I have created a sub folder on a windows splunk indexer in which each night a sub directory named for today's date with several files gets copied from a source for indexing & subsequent deleting. There is no whitelist/blacklist applied, everything in this folder goes into the same index, same source type, etc. Simple batch input. My issue is certain files are not being indexed and deleted. They tend to be the bigger ones. Is it possible the file isn't done writing when splunk tried to index it and it gives up or something? I can't fathom why some files work and some don't. The data does not get indexed for the files that are not deleted.
Please accept your own answer so this is marked as resolved.
I'd appreciate an ELI5 regarding the statement in the accepted answer: "batch input, even though destructive, still recognizes crcSalt of files that aren't there."
I've inherited a similar situation where batch input won't delete certain files.

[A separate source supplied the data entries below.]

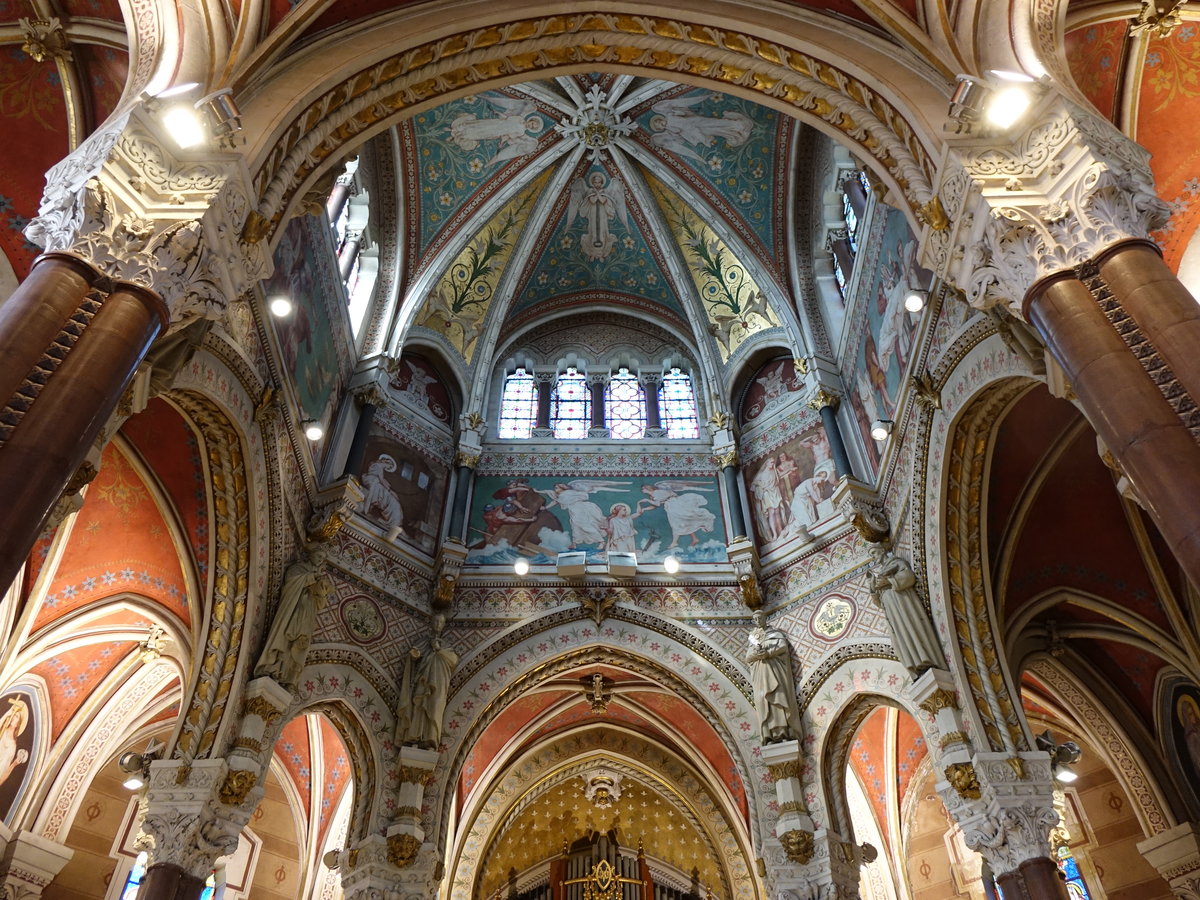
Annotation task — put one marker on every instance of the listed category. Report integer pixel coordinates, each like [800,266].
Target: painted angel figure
[677,127]
[515,129]
[598,201]
[687,511]
[589,526]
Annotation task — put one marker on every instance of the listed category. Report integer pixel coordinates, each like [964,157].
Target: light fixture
[222,112]
[184,125]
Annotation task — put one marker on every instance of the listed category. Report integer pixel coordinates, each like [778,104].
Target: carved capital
[1043,201]
[144,215]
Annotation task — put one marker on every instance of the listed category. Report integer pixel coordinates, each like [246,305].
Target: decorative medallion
[832,618]
[363,619]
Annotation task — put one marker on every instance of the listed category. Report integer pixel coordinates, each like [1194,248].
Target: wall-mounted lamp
[1062,756]
[915,299]
[137,766]
[1000,101]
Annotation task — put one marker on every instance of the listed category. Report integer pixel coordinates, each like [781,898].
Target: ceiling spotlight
[184,125]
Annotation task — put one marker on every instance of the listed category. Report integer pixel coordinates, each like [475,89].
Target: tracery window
[519,405]
[625,406]
[677,406]
[571,405]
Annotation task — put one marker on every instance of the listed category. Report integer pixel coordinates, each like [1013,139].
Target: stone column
[597,384]
[65,401]
[545,385]
[370,399]
[826,403]
[1053,221]
[466,461]
[653,413]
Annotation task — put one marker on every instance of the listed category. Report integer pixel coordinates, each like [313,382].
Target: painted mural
[305,270]
[885,328]
[598,243]
[18,738]
[791,487]
[539,517]
[418,382]
[405,490]
[771,389]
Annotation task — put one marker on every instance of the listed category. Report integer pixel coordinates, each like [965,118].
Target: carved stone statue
[774,687]
[894,588]
[305,589]
[423,693]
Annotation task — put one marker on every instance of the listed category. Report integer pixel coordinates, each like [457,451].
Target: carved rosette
[143,214]
[1039,202]
[193,814]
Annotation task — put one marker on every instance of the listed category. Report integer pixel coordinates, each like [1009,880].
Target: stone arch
[744,57]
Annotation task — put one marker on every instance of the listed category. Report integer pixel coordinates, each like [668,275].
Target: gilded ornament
[402,850]
[798,845]
[963,779]
[940,700]
[237,785]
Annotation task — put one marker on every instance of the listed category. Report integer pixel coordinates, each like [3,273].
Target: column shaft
[1127,409]
[1163,309]
[166,881]
[54,435]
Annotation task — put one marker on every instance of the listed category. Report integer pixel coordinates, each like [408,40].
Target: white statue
[774,687]
[423,693]
[598,201]
[305,589]
[894,588]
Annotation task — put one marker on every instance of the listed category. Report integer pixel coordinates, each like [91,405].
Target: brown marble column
[1127,408]
[52,437]
[166,881]
[1164,310]
[1033,880]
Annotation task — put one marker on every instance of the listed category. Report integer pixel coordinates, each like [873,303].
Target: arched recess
[660,651]
[411,61]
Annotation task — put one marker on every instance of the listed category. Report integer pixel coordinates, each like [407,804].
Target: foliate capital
[1042,201]
[145,214]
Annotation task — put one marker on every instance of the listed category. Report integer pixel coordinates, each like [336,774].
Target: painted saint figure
[598,201]
[305,589]
[774,685]
[893,586]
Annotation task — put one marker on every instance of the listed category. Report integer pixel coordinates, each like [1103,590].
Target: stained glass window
[1075,887]
[625,406]
[677,406]
[519,406]
[847,210]
[571,405]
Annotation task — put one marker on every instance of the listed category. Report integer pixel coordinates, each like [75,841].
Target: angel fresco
[515,130]
[687,510]
[589,526]
[598,201]
[677,127]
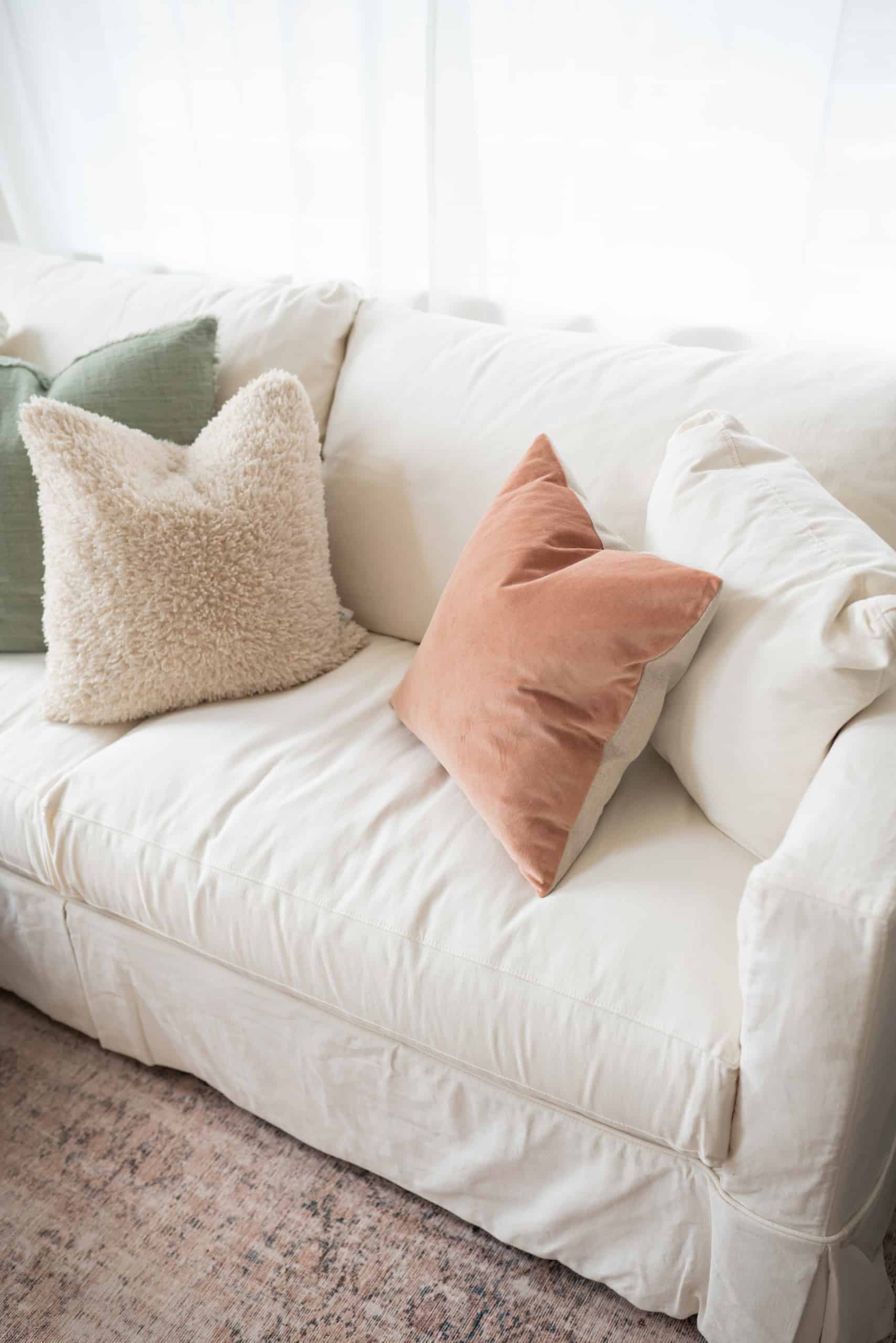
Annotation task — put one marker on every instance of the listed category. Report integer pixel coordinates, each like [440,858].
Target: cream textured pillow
[804,638]
[175,574]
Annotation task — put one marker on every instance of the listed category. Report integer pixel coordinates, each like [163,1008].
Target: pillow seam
[818,541]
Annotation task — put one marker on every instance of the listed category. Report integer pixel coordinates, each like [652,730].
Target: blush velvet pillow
[175,574]
[546,664]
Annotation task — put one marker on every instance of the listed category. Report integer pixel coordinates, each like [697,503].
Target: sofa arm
[816,1116]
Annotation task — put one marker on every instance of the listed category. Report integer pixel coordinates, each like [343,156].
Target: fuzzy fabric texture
[178,575]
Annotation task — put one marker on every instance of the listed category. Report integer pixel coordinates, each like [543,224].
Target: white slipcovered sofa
[676,1073]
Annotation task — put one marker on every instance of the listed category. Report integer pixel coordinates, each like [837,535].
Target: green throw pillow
[162,382]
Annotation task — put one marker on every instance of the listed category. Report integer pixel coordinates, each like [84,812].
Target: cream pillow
[804,638]
[176,575]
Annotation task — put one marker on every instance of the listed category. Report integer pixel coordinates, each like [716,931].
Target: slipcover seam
[860,1072]
[538,1099]
[386,1032]
[830,904]
[370,923]
[74,957]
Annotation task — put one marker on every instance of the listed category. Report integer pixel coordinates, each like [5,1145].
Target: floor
[139,1204]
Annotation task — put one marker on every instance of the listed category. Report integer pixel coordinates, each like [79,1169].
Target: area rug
[136,1204]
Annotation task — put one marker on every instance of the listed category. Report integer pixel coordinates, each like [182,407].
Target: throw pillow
[178,575]
[806,629]
[546,664]
[162,382]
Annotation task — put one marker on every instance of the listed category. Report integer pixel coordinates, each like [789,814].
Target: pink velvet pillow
[545,668]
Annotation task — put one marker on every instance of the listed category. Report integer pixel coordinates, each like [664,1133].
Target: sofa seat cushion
[310,840]
[35,758]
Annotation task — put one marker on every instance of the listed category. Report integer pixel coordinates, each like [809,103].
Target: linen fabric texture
[471,394]
[805,636]
[180,575]
[161,382]
[545,668]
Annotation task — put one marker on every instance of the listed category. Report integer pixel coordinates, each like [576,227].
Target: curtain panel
[718,171]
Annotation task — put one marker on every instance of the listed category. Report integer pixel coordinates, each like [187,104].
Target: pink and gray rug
[137,1204]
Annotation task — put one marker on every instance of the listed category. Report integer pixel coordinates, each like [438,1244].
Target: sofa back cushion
[430,411]
[59,308]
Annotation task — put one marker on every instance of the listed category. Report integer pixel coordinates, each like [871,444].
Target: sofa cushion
[310,840]
[430,413]
[58,308]
[34,758]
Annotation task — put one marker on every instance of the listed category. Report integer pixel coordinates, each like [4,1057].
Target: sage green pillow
[162,382]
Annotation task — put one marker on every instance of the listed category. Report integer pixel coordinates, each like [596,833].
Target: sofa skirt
[652,1224]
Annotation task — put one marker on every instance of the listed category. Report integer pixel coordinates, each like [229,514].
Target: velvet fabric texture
[546,665]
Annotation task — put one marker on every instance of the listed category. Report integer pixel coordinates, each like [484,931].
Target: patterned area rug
[139,1204]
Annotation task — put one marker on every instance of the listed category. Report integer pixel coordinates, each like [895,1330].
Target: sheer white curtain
[707,169]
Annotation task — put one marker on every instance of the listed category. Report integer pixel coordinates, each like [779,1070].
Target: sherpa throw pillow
[546,664]
[806,629]
[178,575]
[162,382]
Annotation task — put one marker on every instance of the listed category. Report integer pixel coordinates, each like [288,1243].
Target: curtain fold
[717,171]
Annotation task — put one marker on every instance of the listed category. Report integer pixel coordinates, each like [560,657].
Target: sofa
[675,1075]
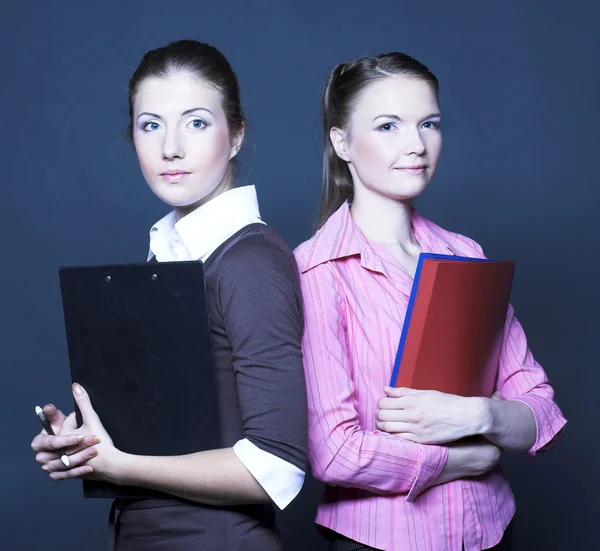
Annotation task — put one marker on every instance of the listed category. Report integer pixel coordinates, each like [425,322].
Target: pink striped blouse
[378,486]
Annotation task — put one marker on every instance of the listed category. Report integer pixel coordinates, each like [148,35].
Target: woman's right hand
[472,458]
[77,447]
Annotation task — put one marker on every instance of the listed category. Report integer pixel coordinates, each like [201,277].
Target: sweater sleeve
[259,296]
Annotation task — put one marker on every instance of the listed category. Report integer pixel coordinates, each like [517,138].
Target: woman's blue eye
[198,124]
[151,126]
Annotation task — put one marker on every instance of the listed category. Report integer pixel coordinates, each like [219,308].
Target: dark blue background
[519,87]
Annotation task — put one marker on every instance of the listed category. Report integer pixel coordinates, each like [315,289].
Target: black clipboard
[138,338]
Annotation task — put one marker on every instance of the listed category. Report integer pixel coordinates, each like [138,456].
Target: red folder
[452,335]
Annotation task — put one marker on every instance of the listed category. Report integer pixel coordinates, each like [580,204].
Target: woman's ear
[339,140]
[237,141]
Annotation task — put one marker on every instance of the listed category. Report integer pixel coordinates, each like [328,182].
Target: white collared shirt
[195,237]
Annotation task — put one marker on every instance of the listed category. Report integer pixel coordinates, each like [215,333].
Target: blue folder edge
[411,301]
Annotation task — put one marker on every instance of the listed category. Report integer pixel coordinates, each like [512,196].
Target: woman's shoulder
[256,246]
[458,243]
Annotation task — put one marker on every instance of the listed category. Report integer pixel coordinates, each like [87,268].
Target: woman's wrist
[120,469]
[481,415]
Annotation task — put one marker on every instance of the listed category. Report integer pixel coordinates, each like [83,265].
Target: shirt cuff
[432,461]
[549,420]
[281,480]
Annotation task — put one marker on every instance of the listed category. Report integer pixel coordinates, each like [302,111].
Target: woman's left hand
[429,416]
[105,458]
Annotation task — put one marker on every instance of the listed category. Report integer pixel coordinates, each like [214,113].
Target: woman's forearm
[215,477]
[468,459]
[509,424]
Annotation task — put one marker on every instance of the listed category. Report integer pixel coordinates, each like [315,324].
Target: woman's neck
[383,220]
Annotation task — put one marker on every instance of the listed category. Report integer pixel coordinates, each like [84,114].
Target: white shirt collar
[197,235]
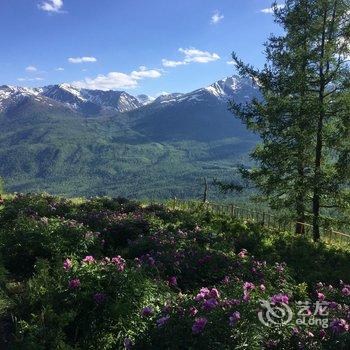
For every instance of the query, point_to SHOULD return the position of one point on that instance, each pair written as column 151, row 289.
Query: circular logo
column 274, row 314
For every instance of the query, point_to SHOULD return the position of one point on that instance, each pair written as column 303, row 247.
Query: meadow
column 106, row 273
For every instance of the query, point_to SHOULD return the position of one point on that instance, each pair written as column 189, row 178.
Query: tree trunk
column 319, row 138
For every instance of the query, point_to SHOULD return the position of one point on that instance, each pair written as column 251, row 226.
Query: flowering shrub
column 112, row 274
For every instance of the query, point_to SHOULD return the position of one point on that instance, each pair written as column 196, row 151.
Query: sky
column 140, row 46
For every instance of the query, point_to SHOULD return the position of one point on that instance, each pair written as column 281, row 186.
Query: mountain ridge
column 159, row 150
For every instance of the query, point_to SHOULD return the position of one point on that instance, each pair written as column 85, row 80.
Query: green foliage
column 302, row 119
column 98, row 273
column 164, row 156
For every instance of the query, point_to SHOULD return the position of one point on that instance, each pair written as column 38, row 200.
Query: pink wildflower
column 210, row 304
column 119, row 262
column 67, row 264
column 74, row 283
column 88, row 259
column 234, row 318
column 162, row 321
column 147, row 311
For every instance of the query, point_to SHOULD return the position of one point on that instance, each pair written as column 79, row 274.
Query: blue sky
column 141, row 46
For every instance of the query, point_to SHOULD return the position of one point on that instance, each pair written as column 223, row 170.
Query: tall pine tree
column 292, row 119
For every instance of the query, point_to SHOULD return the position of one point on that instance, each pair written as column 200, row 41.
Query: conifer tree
column 302, row 117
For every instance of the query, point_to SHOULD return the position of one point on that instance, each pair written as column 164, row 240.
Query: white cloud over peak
column 192, row 55
column 85, row 59
column 170, row 63
column 216, row 17
column 270, row 10
column 30, row 79
column 31, row 69
column 118, row 80
column 51, row 5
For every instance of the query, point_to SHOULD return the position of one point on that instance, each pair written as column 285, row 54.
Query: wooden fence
column 272, row 221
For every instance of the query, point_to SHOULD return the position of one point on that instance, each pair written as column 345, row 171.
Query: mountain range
column 73, row 141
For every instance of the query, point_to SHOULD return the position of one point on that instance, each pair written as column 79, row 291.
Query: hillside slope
column 158, row 150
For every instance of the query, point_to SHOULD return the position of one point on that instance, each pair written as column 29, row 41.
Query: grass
column 158, row 276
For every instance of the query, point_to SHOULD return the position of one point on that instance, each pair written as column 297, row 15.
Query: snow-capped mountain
column 92, row 101
column 222, row 91
column 145, row 99
column 98, row 102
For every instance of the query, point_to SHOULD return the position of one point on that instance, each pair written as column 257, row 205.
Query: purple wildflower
column 99, row 298
column 147, row 311
column 346, row 291
column 119, row 262
column 128, row 343
column 193, row 311
column 339, row 326
column 67, row 264
column 88, row 259
column 199, row 325
column 162, row 321
column 279, row 299
column 172, row 281
column 234, row 318
column 74, row 283
column 210, row 304
column 214, row 293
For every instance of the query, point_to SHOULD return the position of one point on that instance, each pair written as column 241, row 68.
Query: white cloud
column 169, row 63
column 31, row 69
column 216, row 17
column 270, row 10
column 30, row 79
column 51, row 5
column 85, row 59
column 118, row 80
column 192, row 55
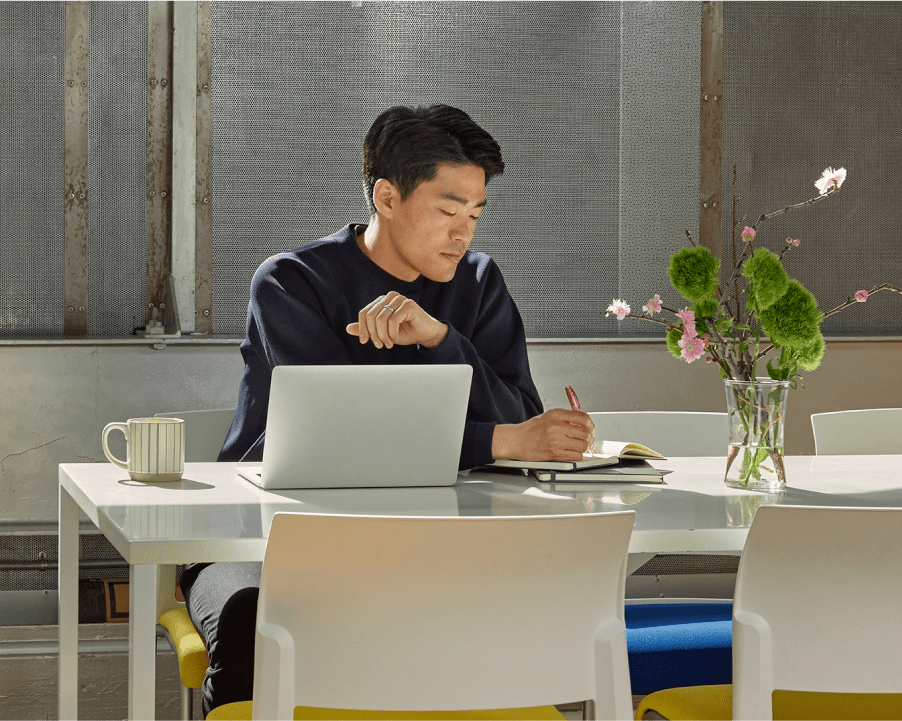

I suspected it has something to do with the initCrcLength parameter, but I'm having a hard time grasping how that setting works with batch.
[batch:///opt/sbox/data/Proxies/] move_policy = sinkhole disabled = false index = iron_proxy sourcetype = cisco:wsa:squid host_regex = \/opt\/sbox\/data\/Proxies\/(\w+) initCrcLength = 1048576
The crc check works the same way in batch files as in normal files (as far as I know).
Therefore the initCrcLength would be the number of bytes to read from the file to run the checksum on.
You could also use the props.conf to change your checksum method (CHECK_METHOD) or add a crcSalt if the file names are unique.